Three years of retreating deadlines
March 2024: AEMO told industry that peak-day shortfalls could hit as early as 2025, with broader supply gaps from 2026. Canberra treated the warning as a five-alarm fire.
March 2025: the operator revised both dates outward, to 2029. Gas consumption had fallen faster than modelled.
March 2026: another year, another revision. Shortfalls now sit at 2030.
Each year, the same pair of forces has driven the correction. Households and businesses are switching off gas appliances and switching on electric ones. And developers are flooding the pipeline with battery projects that can firm renewable generation without burning molecules.
Industrial electrification steeper than expected
AEMO found that electrification rates are running steeper than its 2025 projections. The sharpest shift is in the industrial sector, where manufacturers are swapping gas boilers for electric heat pumps and replacing gas-fired process heat with induction and resistance systems.
Residential gas use is dropping too. Victorian households, once the country's heaviest gas consumers per capita, are disconnecting at record rates. South Australian new-build housing has largely abandoned gas connections altogether.
Total gas consumption across the National Electricity Market footprint is in structural decline. That trend is not a forecast. It is showing up in meter data now.
What 2 GW of shortlisted batteries means for the grid
Nine big batteries made the shortlist for AEMO's reliability payments. Combined, they deliver 2 GW of dispatchable capacity to the grid at short notice.
Reliability payments guarantee revenue for generators and storage operators willing to be available during forecast supply shortfalls. For battery developers, the payments de-risk projects that might not stack up on energy arbitrage alone. For the grid, they replace gas peakers that would otherwise run for a handful of hours each year at steep cost.
30 GW sits behind those nine. The broader pipeline of battery projects under development dwarfs the 2 GW shortlist, and AEMO's modelling assumes a growing share of that pipeline will reach financial close over the next four years.
Coal retirements add pressure from 2030
Batteries and electrification are buying time. They are not buying a permanent reprieve.
AEMO's report is blunt on this point. New gas supply investment is still needed from 2030 as legacy production in southern states declines and ageing coal plants retire on schedule. Liddell closed in 2023. Eraring is set to follow. Yallourn has a firm closure date. Each retirement strips thermal generation from the system, and on windless winter evenings in Melbourne or Adelaide, gas remains the fallback fuel.
Structural supply gaps emerge from 2030 under most weather conditions in AEMO's central scenario. Even with faster electrification and a fatter battery pipeline, the maths does not close without fresh gas molecules entering the market.
Bowen frames the numbers
Federal Energy Minister Chris Bowen seized on the report within hours of its release.
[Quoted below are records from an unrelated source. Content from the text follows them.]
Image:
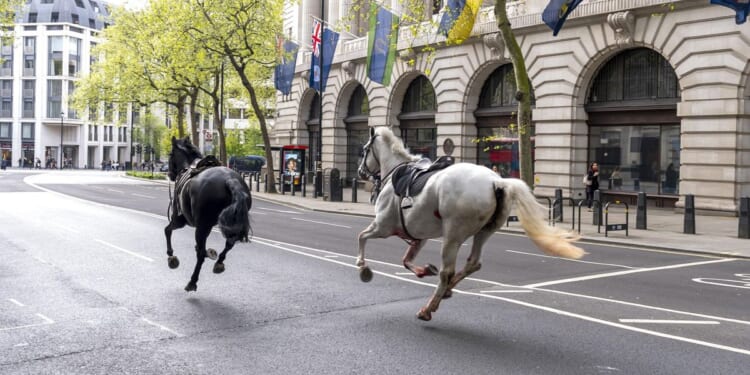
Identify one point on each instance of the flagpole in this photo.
(319, 149)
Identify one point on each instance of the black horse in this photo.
(205, 194)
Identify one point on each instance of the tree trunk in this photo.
(523, 94)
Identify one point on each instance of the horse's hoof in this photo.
(173, 262)
(431, 270)
(424, 315)
(218, 267)
(191, 287)
(365, 274)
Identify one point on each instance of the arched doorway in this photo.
(313, 132)
(417, 118)
(496, 115)
(357, 131)
(634, 131)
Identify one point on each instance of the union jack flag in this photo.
(316, 37)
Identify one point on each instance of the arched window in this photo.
(418, 118)
(357, 131)
(634, 131)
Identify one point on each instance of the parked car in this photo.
(247, 164)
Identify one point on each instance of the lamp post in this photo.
(62, 117)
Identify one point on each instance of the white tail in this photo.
(531, 214)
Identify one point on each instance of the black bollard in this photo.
(640, 216)
(597, 207)
(689, 224)
(354, 190)
(744, 226)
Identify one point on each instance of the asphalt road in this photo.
(85, 288)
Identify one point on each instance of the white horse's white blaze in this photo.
(459, 202)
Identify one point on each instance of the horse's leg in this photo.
(201, 234)
(449, 251)
(219, 265)
(411, 253)
(177, 222)
(472, 263)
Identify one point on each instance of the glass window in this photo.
(637, 158)
(27, 131)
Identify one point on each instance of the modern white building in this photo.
(657, 92)
(52, 47)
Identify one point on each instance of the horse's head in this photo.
(182, 155)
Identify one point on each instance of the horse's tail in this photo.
(531, 214)
(234, 220)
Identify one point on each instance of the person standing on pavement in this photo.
(592, 183)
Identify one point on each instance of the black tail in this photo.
(234, 221)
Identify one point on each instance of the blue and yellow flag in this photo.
(458, 19)
(556, 12)
(382, 43)
(742, 7)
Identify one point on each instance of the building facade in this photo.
(52, 45)
(656, 94)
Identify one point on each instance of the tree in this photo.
(244, 33)
(523, 93)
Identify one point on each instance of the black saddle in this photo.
(409, 179)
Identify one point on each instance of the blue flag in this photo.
(556, 12)
(742, 7)
(324, 42)
(284, 73)
(381, 47)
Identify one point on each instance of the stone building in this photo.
(655, 92)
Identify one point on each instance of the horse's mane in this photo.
(397, 146)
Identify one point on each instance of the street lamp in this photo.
(62, 116)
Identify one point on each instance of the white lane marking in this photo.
(46, 319)
(668, 321)
(572, 260)
(545, 308)
(69, 229)
(282, 211)
(142, 196)
(125, 250)
(620, 273)
(507, 291)
(162, 327)
(322, 222)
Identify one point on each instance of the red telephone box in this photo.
(293, 161)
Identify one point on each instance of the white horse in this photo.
(456, 203)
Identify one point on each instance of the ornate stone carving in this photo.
(495, 43)
(349, 68)
(623, 23)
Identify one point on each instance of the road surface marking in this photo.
(507, 291)
(142, 196)
(69, 229)
(124, 250)
(571, 260)
(620, 273)
(161, 327)
(666, 321)
(322, 222)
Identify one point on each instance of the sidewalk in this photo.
(715, 235)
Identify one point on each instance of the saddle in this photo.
(409, 179)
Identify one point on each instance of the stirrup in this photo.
(407, 202)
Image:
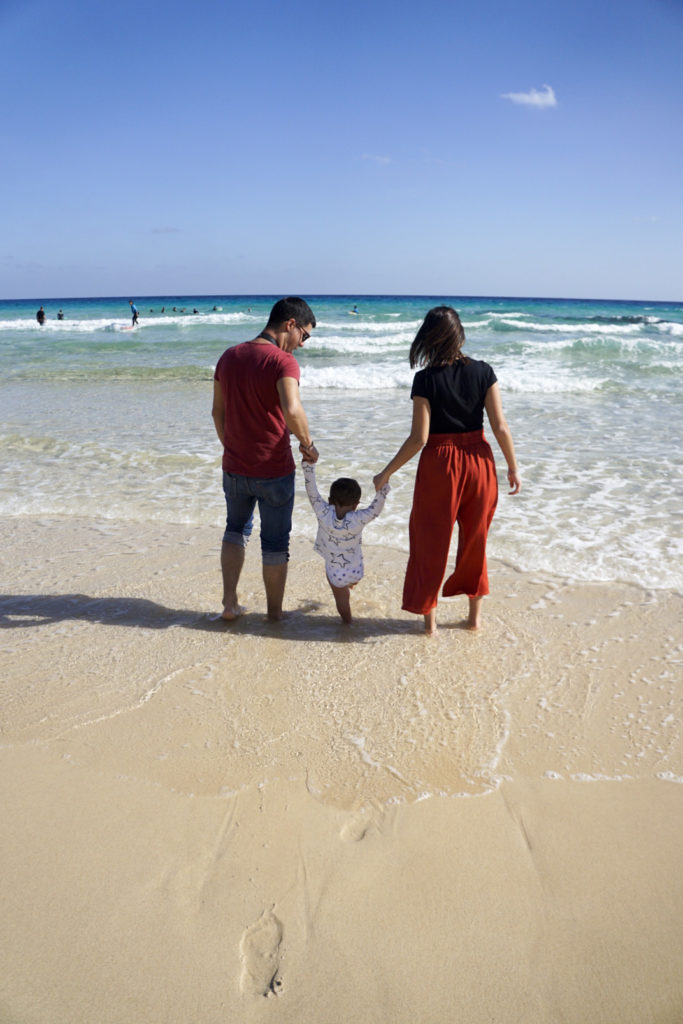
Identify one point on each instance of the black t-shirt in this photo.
(456, 394)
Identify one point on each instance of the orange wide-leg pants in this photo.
(456, 482)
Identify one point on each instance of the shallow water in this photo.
(97, 420)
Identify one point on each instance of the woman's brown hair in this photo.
(439, 340)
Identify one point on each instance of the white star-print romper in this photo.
(338, 541)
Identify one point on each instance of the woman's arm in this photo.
(413, 443)
(494, 406)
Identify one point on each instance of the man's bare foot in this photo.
(278, 616)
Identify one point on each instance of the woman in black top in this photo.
(456, 479)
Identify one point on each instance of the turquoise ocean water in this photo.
(99, 420)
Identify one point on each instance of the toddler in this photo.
(340, 524)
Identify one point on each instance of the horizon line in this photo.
(351, 296)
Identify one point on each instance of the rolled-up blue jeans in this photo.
(275, 502)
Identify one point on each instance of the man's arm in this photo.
(218, 411)
(295, 416)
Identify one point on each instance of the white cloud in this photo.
(535, 97)
(375, 159)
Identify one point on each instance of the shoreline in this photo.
(220, 822)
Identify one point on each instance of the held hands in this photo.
(514, 480)
(309, 453)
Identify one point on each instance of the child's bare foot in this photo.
(343, 602)
(230, 612)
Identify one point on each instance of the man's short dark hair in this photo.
(345, 492)
(289, 308)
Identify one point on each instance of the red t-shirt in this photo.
(256, 438)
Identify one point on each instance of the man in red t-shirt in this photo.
(256, 406)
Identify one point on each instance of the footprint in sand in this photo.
(259, 950)
(359, 821)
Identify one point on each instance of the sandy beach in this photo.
(308, 822)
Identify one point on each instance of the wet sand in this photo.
(312, 822)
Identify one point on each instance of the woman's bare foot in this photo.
(474, 620)
(430, 622)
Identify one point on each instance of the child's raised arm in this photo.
(317, 504)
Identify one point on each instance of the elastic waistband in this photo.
(458, 440)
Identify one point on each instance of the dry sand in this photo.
(308, 822)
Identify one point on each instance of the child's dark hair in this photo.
(345, 492)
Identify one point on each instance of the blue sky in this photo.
(357, 147)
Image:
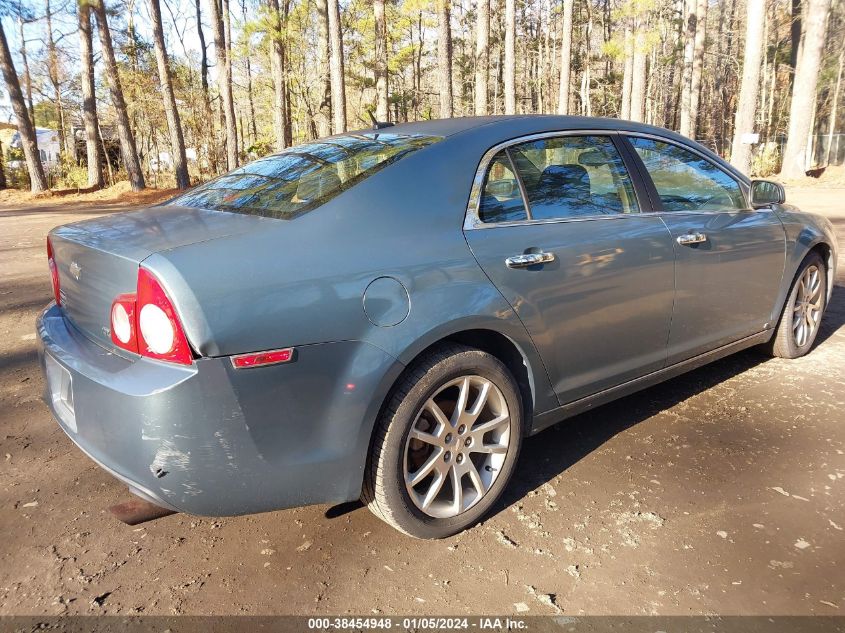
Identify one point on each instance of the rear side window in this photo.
(686, 181)
(572, 176)
(304, 177)
(501, 198)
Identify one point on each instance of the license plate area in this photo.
(60, 385)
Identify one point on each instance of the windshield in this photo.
(302, 178)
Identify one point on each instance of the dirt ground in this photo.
(719, 492)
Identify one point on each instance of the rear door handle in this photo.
(529, 259)
(692, 238)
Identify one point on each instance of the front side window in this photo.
(304, 177)
(686, 181)
(572, 176)
(501, 199)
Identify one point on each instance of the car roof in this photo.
(498, 123)
(500, 128)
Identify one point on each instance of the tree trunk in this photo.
(795, 33)
(382, 112)
(207, 124)
(697, 66)
(628, 73)
(833, 108)
(510, 57)
(2, 172)
(224, 83)
(280, 112)
(27, 77)
(747, 105)
(565, 59)
(124, 131)
(26, 130)
(690, 31)
(338, 80)
(638, 75)
(89, 100)
(586, 104)
(482, 56)
(324, 114)
(53, 74)
(177, 142)
(444, 58)
(804, 89)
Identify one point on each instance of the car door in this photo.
(729, 258)
(554, 222)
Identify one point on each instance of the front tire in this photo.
(802, 314)
(446, 445)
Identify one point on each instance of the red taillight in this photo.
(242, 361)
(54, 273)
(124, 323)
(146, 323)
(160, 333)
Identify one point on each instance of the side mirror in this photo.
(765, 193)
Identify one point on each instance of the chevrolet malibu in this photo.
(386, 314)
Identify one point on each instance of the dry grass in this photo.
(119, 194)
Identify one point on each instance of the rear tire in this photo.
(801, 318)
(446, 444)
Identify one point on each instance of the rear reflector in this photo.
(123, 324)
(54, 273)
(160, 333)
(272, 357)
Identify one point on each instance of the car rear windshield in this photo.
(302, 178)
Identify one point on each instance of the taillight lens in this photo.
(123, 322)
(146, 323)
(54, 273)
(160, 333)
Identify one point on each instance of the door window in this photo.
(686, 181)
(501, 199)
(574, 176)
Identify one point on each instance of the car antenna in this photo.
(377, 125)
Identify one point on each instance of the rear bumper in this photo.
(211, 440)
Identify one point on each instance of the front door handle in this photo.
(692, 238)
(529, 259)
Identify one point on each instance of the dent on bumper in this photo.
(211, 440)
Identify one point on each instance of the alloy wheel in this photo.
(456, 446)
(807, 310)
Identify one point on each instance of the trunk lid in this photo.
(98, 259)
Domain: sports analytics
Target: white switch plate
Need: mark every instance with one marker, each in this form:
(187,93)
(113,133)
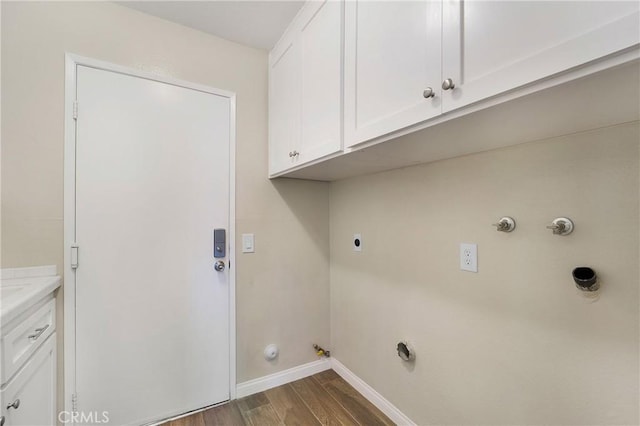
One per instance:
(469,257)
(248,243)
(357,242)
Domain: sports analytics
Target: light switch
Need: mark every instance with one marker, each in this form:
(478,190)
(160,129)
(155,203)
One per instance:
(248,243)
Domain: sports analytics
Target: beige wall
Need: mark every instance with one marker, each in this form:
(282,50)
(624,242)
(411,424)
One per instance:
(515,343)
(282,289)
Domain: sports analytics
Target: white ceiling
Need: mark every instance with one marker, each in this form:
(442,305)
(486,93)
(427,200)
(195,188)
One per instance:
(253,23)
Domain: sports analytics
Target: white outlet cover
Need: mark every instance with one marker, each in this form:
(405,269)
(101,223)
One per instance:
(469,257)
(248,244)
(357,242)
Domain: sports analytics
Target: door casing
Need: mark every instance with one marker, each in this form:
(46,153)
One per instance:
(72,61)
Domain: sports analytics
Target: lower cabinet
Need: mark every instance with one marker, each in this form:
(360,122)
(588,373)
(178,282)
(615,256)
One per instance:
(29,397)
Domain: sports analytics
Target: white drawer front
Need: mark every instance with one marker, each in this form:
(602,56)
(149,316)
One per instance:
(32,391)
(23,340)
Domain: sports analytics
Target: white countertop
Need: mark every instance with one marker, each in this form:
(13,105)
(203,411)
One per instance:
(24,287)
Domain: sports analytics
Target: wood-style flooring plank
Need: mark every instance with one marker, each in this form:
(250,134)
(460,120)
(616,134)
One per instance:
(227,415)
(357,405)
(325,376)
(252,401)
(322,405)
(262,416)
(290,408)
(192,420)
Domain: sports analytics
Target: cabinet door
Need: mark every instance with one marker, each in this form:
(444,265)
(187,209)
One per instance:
(321,80)
(284,106)
(35,387)
(392,54)
(490,47)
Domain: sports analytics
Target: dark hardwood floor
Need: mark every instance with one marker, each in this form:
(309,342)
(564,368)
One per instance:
(322,399)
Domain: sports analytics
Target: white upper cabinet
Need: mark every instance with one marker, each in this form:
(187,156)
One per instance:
(321,56)
(284,106)
(392,61)
(490,47)
(363,73)
(305,88)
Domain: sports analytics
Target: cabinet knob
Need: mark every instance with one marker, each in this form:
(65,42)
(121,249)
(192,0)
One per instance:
(429,93)
(448,84)
(15,404)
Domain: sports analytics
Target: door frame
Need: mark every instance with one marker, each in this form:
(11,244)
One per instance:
(72,61)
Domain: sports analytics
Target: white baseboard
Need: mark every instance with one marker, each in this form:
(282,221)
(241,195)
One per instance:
(283,377)
(368,392)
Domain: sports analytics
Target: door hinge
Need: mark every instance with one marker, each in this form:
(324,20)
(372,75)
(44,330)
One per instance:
(74,256)
(74,402)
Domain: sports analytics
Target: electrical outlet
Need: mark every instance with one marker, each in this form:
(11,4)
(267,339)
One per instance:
(357,242)
(468,257)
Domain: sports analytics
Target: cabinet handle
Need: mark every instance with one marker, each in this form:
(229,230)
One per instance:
(429,93)
(448,84)
(38,333)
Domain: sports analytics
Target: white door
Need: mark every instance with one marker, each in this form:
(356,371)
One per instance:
(392,55)
(152,184)
(490,47)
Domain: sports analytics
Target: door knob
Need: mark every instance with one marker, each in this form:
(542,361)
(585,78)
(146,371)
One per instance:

"More renewables, more batteries and sensible gas policy are improving energy security and putting Australia in a stronger position," Bowen said.
Bowen has staked his political brand on the energy transition delivering lower prices and firmer supply. A third consecutive year of retreating shortfall dates fits that narrative neatly. His critics in the Coalition will point to the same report's warning that gas investment cannot stop.
Both readings are in the document. AEMO is not picking sides.
What comes next
AEMO's 2026 Gas Statement of Opportunities covers the outlook to 2034. The operator will update the forecast again in March 2027.
Between now and then, the variables are straightforward. If battery deployments accelerate and industrial electrification keeps outrunning the models, the 2030 deadline will shift again. If gas field declines steepen or a coal plant closes ahead of schedule, it could snap back.
Three years ago, 2025 was the crisis year. It came and went. The crisis is still coming. It is just walking slower than anyone expected.
TLDR
AEMO's 2026 Gas Statement of Opportunities has pushed forecast gas shortfalls out to 2030, a year later than its 2025 forecast and five years later than it warned just two years ago. Accelerating electrification and approximately 30 GW of battery storage under development are driving the shift.